[PATCH 3/3] EDAC/igen6: Add polling support

Orange Kao posted 3 patches 2 weeks, 6 days ago
[PATCH 3/3] EDAC/igen6: Add polling support
Posted by Orange Kao 2 weeks, 6 days ago
Some PCs with Intel N100 (with PCI device 8086:461c, DID_ADL_N_SKU4)
experienced issues with error interrupts not working, even with the
following configuration in the BIOS.

    In-Band ECC Support: Enabled
    In-Band ECC Operation Mode: 2 (make all requests protected and
                                   ignore range checks)
    IBECC Error Injection Control: Inject Correctable Error on insertion
                                   counter
    Error Injection Insertion Count: 251658240 (0xf000000)
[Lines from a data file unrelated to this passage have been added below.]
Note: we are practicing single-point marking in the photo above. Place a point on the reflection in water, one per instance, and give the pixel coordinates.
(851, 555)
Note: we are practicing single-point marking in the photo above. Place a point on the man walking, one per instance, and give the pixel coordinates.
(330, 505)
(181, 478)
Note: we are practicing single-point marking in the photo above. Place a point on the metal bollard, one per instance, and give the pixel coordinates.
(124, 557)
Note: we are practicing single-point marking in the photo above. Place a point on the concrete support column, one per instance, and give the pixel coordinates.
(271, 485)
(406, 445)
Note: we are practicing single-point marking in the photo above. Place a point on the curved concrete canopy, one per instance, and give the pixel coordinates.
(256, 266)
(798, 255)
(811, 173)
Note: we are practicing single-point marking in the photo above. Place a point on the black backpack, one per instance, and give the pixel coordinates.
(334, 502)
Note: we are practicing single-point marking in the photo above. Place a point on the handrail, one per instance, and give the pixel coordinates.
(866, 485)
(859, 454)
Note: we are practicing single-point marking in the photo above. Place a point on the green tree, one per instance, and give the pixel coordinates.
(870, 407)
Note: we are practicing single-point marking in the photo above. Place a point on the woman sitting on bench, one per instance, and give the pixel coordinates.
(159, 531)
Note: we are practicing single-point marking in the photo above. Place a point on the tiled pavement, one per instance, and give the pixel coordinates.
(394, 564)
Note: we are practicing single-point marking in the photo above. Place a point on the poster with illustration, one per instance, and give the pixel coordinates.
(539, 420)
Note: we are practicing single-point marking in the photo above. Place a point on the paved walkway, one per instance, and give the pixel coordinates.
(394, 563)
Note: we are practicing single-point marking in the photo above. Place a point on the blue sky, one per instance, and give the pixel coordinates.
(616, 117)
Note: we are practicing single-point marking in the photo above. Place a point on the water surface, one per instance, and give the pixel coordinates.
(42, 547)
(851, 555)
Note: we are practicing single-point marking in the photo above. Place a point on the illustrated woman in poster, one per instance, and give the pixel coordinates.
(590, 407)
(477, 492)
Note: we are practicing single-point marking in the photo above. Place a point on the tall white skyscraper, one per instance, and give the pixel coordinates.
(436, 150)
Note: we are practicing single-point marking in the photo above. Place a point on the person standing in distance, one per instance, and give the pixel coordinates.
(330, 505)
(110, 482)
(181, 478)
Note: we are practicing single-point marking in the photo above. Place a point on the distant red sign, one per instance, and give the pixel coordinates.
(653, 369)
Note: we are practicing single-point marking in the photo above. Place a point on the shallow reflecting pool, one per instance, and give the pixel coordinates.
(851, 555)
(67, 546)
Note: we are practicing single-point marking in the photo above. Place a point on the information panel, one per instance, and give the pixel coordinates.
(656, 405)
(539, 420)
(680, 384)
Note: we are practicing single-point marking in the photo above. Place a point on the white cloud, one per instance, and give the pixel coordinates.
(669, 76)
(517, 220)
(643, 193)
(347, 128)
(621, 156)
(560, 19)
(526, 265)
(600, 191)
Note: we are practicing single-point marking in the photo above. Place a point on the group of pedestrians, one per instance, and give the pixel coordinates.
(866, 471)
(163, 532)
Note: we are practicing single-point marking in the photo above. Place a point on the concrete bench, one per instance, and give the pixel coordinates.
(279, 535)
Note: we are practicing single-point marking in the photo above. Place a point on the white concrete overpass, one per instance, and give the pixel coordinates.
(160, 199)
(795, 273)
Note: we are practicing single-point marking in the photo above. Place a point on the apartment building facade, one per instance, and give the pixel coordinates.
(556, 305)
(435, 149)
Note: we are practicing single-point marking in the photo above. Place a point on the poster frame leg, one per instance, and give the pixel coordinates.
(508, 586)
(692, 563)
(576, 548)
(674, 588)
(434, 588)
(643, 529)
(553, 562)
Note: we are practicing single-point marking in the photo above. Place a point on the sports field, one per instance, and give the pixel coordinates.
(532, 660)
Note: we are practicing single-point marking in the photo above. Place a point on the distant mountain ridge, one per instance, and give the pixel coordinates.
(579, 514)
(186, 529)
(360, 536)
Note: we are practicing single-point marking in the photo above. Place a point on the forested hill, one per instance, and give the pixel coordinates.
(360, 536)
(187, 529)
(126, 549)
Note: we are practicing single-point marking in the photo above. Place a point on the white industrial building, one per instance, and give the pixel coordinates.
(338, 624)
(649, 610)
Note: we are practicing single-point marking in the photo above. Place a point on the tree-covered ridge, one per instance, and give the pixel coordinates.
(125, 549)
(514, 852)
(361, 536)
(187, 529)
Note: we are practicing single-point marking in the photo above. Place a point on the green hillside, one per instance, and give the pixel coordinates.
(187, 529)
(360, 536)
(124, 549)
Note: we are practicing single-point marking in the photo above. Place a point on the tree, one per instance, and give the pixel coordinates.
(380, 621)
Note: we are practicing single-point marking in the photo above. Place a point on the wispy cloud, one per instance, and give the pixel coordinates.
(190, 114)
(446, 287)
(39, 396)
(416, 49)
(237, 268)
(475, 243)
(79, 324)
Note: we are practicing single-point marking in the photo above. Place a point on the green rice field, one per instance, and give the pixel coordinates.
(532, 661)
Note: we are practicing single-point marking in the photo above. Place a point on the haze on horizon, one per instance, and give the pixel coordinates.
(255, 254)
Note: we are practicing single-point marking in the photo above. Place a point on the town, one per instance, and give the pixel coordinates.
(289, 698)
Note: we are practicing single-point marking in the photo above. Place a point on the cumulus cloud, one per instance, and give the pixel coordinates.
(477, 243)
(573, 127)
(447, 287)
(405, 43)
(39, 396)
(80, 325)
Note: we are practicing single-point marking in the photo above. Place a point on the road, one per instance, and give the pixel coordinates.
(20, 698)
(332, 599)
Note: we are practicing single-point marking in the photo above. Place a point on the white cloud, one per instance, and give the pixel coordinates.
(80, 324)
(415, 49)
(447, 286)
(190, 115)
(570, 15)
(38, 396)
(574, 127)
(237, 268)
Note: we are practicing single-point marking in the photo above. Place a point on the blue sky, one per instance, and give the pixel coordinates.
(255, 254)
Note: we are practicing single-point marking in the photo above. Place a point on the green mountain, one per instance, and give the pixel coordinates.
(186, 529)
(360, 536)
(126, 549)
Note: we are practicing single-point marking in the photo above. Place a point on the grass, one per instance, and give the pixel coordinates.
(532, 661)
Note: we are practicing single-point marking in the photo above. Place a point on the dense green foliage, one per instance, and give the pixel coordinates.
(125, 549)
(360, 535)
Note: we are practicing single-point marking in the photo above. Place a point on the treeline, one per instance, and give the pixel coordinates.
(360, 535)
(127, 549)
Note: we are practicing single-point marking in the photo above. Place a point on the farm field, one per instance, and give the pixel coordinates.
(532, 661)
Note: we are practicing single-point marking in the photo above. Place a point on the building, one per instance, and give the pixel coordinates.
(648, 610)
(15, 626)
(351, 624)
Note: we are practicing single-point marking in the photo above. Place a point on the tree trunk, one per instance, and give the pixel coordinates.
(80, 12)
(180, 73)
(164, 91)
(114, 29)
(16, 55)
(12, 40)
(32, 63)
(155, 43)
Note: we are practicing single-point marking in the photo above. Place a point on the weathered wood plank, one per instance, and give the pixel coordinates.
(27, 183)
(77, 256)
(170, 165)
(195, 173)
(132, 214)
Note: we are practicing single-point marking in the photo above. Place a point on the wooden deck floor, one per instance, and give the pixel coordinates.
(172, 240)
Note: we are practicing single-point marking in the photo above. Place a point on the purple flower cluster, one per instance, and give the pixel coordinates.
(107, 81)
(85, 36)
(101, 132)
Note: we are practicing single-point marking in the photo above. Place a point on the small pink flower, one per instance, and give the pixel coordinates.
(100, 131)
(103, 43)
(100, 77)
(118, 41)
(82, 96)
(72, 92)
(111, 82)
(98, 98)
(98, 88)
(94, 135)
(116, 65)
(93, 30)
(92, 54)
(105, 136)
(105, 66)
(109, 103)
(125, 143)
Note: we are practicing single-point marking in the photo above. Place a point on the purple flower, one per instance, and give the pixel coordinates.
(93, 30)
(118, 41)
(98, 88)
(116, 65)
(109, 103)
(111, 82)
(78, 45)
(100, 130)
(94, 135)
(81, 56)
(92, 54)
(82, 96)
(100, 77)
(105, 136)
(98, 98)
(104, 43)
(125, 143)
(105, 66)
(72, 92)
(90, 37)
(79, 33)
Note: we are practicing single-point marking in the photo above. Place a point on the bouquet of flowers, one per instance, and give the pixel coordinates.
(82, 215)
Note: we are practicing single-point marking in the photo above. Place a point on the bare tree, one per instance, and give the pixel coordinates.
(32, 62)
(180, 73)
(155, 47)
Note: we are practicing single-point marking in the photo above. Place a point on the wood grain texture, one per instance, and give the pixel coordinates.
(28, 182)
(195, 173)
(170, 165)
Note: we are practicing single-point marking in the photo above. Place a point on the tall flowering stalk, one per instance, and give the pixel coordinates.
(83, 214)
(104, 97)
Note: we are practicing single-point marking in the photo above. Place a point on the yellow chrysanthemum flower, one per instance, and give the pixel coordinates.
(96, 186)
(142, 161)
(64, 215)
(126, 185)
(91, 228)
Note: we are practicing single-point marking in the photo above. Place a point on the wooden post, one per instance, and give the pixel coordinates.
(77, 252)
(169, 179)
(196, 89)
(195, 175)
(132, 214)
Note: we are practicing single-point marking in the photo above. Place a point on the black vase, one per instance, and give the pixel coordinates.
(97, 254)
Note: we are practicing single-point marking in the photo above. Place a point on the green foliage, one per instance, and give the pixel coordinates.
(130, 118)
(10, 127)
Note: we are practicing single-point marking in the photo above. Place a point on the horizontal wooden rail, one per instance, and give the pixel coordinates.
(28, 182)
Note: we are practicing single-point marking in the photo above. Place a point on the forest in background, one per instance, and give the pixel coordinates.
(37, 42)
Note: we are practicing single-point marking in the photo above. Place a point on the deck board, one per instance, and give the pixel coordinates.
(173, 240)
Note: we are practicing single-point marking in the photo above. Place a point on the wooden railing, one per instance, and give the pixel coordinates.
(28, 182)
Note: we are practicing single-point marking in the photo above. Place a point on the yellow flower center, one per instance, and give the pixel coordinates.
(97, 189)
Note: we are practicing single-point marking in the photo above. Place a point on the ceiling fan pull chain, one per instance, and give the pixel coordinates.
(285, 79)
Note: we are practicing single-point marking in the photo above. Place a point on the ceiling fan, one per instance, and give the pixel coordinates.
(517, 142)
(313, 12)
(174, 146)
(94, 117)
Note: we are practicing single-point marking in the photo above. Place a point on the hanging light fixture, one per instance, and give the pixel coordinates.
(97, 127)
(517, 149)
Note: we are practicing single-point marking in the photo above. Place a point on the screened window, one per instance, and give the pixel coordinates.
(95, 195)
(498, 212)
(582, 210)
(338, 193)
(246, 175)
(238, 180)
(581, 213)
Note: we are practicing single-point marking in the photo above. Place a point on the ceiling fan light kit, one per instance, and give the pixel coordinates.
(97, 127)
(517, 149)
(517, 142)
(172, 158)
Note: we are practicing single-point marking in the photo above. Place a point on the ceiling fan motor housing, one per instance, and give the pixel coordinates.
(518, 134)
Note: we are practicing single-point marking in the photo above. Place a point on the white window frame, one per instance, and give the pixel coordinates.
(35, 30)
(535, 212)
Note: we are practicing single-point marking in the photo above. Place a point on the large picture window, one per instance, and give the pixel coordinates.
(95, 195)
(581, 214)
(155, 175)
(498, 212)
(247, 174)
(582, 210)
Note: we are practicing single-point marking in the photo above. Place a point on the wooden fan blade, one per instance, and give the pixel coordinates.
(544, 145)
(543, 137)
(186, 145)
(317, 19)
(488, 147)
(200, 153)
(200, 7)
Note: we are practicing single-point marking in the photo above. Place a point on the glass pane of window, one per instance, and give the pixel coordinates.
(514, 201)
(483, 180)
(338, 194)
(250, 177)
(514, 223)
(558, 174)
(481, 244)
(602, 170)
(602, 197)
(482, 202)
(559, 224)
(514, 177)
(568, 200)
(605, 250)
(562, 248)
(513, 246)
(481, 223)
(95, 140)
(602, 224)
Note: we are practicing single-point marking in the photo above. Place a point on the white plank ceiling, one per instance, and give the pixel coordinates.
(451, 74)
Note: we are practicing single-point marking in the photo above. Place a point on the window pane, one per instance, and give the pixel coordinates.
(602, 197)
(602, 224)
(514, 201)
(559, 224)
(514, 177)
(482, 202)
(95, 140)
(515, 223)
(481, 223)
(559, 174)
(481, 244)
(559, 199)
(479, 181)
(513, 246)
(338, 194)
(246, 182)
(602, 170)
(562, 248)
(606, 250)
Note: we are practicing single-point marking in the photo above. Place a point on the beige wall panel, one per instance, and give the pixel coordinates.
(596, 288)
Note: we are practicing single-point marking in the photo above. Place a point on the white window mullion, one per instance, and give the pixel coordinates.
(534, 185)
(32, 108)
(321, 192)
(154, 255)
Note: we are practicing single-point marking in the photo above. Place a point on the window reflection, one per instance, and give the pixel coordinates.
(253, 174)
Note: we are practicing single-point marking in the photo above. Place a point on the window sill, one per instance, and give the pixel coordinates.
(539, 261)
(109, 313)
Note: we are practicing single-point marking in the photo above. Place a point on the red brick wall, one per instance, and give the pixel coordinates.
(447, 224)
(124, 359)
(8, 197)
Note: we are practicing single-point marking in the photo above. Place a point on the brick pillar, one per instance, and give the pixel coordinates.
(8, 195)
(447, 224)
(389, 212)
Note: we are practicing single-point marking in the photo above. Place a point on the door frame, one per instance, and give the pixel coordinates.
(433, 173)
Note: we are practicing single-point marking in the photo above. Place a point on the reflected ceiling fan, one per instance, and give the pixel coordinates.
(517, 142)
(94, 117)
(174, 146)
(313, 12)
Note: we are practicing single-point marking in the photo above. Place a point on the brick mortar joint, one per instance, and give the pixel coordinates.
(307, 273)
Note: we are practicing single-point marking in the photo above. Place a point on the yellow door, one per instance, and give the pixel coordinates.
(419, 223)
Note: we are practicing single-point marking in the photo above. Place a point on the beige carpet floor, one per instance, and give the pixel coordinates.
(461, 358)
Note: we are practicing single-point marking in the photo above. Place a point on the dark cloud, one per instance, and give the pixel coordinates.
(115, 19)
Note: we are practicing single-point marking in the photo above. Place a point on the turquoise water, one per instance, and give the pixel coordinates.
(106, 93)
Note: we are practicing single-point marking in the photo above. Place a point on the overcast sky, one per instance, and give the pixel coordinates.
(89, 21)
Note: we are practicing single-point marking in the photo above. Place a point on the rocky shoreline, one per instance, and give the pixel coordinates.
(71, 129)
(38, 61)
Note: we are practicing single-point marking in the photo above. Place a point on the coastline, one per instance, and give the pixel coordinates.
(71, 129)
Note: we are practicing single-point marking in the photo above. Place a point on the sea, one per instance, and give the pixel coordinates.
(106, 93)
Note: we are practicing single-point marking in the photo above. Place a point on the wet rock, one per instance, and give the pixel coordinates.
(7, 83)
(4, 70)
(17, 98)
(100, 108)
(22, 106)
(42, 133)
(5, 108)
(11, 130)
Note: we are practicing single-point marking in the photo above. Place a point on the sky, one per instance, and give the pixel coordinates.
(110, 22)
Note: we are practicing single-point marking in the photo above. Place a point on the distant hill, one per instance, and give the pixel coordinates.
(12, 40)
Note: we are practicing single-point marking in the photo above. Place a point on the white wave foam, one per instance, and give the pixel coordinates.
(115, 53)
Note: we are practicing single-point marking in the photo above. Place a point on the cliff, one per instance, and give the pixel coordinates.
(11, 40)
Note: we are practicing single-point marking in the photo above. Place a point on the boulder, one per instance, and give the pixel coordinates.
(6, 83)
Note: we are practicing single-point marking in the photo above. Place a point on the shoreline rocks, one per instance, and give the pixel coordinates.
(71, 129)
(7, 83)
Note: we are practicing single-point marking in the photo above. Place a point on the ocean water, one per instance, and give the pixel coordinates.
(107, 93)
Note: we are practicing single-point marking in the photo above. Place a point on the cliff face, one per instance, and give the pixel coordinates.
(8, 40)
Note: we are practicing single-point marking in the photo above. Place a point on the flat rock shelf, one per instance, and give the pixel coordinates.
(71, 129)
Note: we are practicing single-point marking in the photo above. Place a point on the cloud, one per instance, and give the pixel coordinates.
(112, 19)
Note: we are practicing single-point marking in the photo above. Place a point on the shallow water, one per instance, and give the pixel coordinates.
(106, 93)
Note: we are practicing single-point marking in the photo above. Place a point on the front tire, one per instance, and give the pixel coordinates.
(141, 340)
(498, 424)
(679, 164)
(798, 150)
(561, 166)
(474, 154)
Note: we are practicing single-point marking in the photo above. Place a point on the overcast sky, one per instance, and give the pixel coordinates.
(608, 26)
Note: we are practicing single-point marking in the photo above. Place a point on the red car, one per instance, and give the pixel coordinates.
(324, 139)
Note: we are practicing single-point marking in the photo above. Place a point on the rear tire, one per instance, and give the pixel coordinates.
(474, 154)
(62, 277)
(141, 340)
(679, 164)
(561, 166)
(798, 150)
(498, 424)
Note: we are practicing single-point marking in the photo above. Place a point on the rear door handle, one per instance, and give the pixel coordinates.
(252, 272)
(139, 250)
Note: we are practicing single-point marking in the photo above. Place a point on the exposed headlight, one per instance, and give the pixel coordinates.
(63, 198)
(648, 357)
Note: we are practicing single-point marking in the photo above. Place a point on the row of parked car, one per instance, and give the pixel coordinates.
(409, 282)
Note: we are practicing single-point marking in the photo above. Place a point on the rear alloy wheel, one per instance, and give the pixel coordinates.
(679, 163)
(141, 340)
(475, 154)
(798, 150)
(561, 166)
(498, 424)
Add polling mode support for these machines to ensure that memory error
events are handled.

Signed-off-by: Orange Kao <orange@aiven.io>
---
 drivers/edac/igen6_edac.c | 23 +++++++++++++++++++++++
 1 file changed, 23 insertions(+)

diff --git a/drivers/edac/igen6_edac.c b/drivers/edac/igen6_edac.c
index fa488ba15059..eb783c6b77f1 100644
--- a/drivers/edac/igen6_edac.c
+++ b/drivers/edac/igen6_edac.c
@@ -1170,6 +1170,20 @@ static int igen6_pci_setup(struct pci_dev *pdev, u64 *mchbar)
 	return -ENODEV;
 }
 
+static void igen6_check(struct mem_ctl_info *mci)
+{
+	struct igen6_imc *imc = mci->pvt_info;
+	u64 ecclog;
+
+	/* errsts_clear() isn't NMI-safe. Delay it in the IRQ context */
+	ecclog = ecclog_read_and_clear(imc);
+	if (!ecclog)
+		return;
+
+	if (!ecclog_gen_pool_add(imc->mc, ecclog))
+		irq_work_queue(&ecclog_irq_work);
+}
+
 static int igen6_register_mci(int mc, u64 mchbar, struct pci_dev *pdev)
 {
 	struct edac_mc_layer layers[2];
@@ -1211,6 +1225,8 @@ static int igen6_register_mci(int mc, u64 mchbar, struct pci_dev *pdev)
 	mci->edac_cap = EDAC_FLAG_SECDED;
 	mci->mod_name = EDAC_MOD_STR;
 	mci->dev_name = pci_name(pdev);
+	if (edac_op_state == EDAC_OPSTATE_POLL)
+		mci->edac_check = igen6_check;
 	mci->pvt_info = &igen6_pvt->imc[mc];
 
 	imc = mci->pvt_info;
@@ -1352,6 +1368,10 @@ static void unregister_err_handler(void)
 
 static void opstate_set(struct res_config *cfg)
 {
+	/* Only the polling mode can be set via the module parameter. */
+	if (edac_op_state == EDAC_OPSTATE_POLL)
+		return;
+
 	/* Set the mode according to the configuration data. */
 	if (cfg->machine_check)
 		edac_op_state = EDAC_OPSTATE_INT;
@@ -1483,3 +1503,6 @@ module_exit(igen6_exit);
 MODULE_LICENSE("GPL v2");
 MODULE_AUTHOR("Qiuxu Zhuo");
 MODULE_DESCRIPTION("MC Driver for Intel client SoC using In-Band ECC");
+
+module_param(edac_op_state, int, 0444);
+MODULE_PARM_DESC(edac_op_state, "EDAC Error Reporting state: 0=Poll, Others or default=Auto detect");
-- 
2.47.0
Re: [PATCH 3/3] EDAC/igen6: Add polling support
Posted by Borislav Petkov 2 weeks, 5 days ago
On Mon, Nov 04, 2024 at 12:40:54PM +0000, Orange Kao wrote:
> +module_param(edac_op_state, int, 0444);
> +MODULE_PARM_DESC(edac_op_state, "EDAC Error Reporting state: 0=Poll, Others or default=Auto detect");

Why is this module parameter here instead of detecting those broken machines
and enabling polling on them by default and automatically?

-- 
Regards/Gruss,
    Boris.

https://people.kernel.org/tglx/notes-about-netiquette
RE: [PATCH 3/3] EDAC/igen6: Add polling support
Posted by Zhuo, Qiuxu 2 weeks, 5 days ago
> From: Borislav Petkov <bp@alien8.de>
> [...]
> On Mon, Nov 04, 2024 at 12:40:54PM +0000, Orange Kao wrote:
> > +module_param(edac_op_state, int, 0444);
> > +MODULE_PARM_DESC(edac_op_state, "EDAC Error Reporting state: 0=Poll,
> > +Others or default=Auto detect");
> 
> Why is this module parameter here instead of detecting those broken
> machines and enabling polling on them by default and automatically?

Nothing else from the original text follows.